Novel multi-layered 1-D nanostructure exhibiting the theoretical capacity of silicon for a super-enhaced lithium-ion battery

Abstract: This work reports on robust tri-layer-compartmentalized carbon core/silicon medium/carbon shell nanofibers as negative electrode material for Li-ion batteries. The feasibility of the tri-layered co-axial electrospinning system has been examined via simply designed numerical modeling as well as wire-in-tube structured carbon nanofiber preparation. Then, the carbon core/silicon medium/carbon shell tri-layered nanofibers have been successfully fabricated by adopting the tri-layered co-axial electrospinning and subsequent thermal treatment. The robust tri-layered structure and lack of the chemical reaction between Si and C components have been characterized. The super-enhanced electrochemical performances are finally demonstrated via Galvanostatic charge/discharge test. The reversible capacity of the tri-layered nanofiber (1210.7 mAh g-1) at the current rate of 50 mA g-1 is increased compared to that of the core/shell structured nanofiber.
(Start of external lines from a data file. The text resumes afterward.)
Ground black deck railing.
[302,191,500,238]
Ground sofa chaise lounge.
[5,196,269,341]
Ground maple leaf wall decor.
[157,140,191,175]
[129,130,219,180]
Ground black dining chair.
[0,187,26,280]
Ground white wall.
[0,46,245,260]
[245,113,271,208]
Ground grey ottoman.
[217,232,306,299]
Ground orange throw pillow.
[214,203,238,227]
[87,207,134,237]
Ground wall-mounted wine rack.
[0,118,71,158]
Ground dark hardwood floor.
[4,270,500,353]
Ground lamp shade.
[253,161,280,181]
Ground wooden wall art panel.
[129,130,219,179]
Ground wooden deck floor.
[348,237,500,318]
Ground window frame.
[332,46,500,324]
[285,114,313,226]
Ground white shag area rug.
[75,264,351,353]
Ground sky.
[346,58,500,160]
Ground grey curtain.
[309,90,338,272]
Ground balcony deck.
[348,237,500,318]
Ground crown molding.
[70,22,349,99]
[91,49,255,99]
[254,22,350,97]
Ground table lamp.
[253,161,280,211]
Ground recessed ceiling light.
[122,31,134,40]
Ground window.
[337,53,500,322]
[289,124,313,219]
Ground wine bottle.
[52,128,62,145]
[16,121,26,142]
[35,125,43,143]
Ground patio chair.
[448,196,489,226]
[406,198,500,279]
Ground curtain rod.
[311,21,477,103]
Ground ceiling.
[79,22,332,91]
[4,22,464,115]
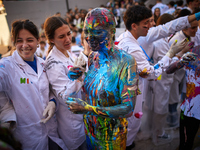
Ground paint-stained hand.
[180,52,197,64]
[65,97,88,114]
[67,67,83,80]
[166,39,189,58]
[139,68,149,78]
[176,42,194,58]
[40,101,56,123]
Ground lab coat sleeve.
[129,49,171,79]
[146,16,190,43]
[0,58,11,91]
[0,92,17,123]
[49,85,60,112]
[46,63,83,101]
[79,51,88,72]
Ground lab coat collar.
[118,30,140,45]
[12,50,44,78]
[52,46,75,63]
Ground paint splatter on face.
[84,8,115,51]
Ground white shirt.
[138,16,190,58]
[165,7,176,15]
[36,47,46,58]
[71,45,83,56]
[191,26,200,47]
[117,30,170,79]
[45,46,85,150]
[0,92,17,123]
[0,51,67,150]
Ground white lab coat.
[0,92,17,123]
[45,46,85,150]
[169,31,195,104]
[137,16,190,58]
[0,51,66,150]
[117,30,171,146]
[191,26,200,47]
[151,38,173,114]
[137,16,190,108]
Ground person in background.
[165,1,175,15]
[184,0,199,13]
[151,0,169,15]
[36,41,46,60]
[0,20,66,150]
[143,14,193,145]
[71,37,83,56]
[55,12,61,17]
[154,8,160,23]
[166,46,200,150]
[117,6,190,149]
[167,9,198,127]
[44,16,87,150]
[0,92,17,130]
[66,8,138,150]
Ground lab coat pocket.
[14,122,42,149]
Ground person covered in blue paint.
[66,8,139,150]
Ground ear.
[50,39,54,44]
[131,23,138,30]
[37,38,40,45]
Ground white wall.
[3,0,108,28]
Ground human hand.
[176,42,194,58]
[65,97,88,114]
[166,39,188,58]
[1,121,16,130]
[67,67,83,80]
[180,52,197,65]
[74,55,86,72]
[40,101,56,123]
[139,68,149,78]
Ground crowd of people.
[0,0,200,150]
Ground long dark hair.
[44,16,68,53]
[11,19,39,45]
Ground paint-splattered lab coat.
[45,46,85,150]
[0,92,17,123]
[117,30,170,146]
[0,51,66,150]
[180,46,200,120]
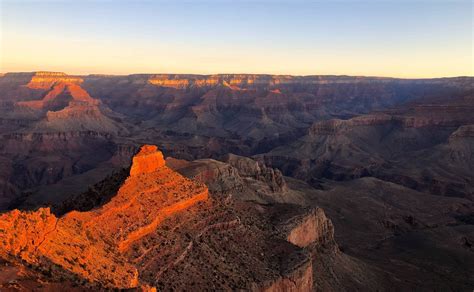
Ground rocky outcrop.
[0,146,207,288]
[223,154,287,192]
[27,72,83,89]
[130,145,165,176]
[255,262,313,292]
[287,208,334,247]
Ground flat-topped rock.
[130,145,165,176]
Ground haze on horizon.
[0,0,474,78]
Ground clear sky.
[0,0,474,77]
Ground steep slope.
[0,146,346,291]
[260,94,474,199]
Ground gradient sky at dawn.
[0,0,474,77]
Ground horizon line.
[0,70,474,79]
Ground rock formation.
[0,145,340,291]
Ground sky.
[0,0,474,78]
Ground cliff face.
[0,146,208,288]
[27,72,83,89]
[287,208,334,247]
[0,145,332,291]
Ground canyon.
[0,72,474,291]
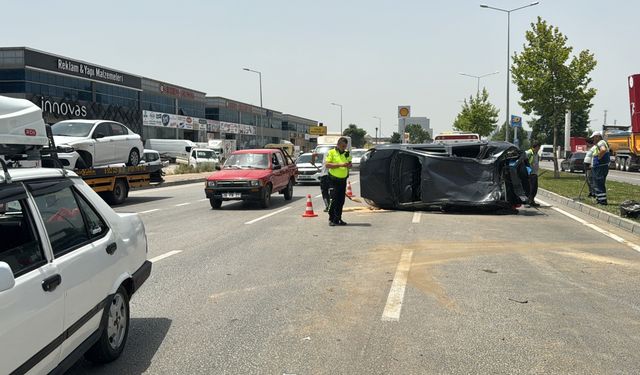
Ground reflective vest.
[324,148,351,178]
[592,139,611,167]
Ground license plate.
[222,193,242,198]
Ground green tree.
[511,17,597,177]
[453,89,498,137]
[389,132,402,143]
[404,124,432,144]
[342,124,367,148]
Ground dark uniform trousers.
[328,175,347,223]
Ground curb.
[538,189,640,235]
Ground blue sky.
[0,0,640,135]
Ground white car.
[140,150,169,167]
[0,168,151,374]
[51,120,144,169]
[296,153,324,184]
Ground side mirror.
[0,262,16,292]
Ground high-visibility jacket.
[324,148,351,178]
[525,148,540,174]
[592,139,610,167]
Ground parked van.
[144,139,198,161]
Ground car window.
[0,190,47,277]
[110,122,127,136]
[35,187,90,256]
[275,152,286,166]
[93,122,111,138]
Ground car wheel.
[284,180,293,201]
[209,198,222,209]
[106,178,129,205]
[85,286,129,363]
[260,185,271,208]
[127,148,140,167]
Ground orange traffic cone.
[302,194,318,217]
[347,181,356,198]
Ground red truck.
[204,149,298,209]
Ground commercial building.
[0,47,317,149]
Especially, the realization of the theoretical specific capacity of Li15Si4 phase of Si nanoparticles (3627.3 mAh g-1) clearly demonstrates the strength of the core carbon layer. The fact that the specific capacity retention of the tri-layered nanofibers (more than 820 mAh g-1) at the current rate of 12,000 mA g-1 is much higher than that of the core/shell structured nanofibers (less than 200 mAh g-1) also implies the excellence of the tri-layered structure.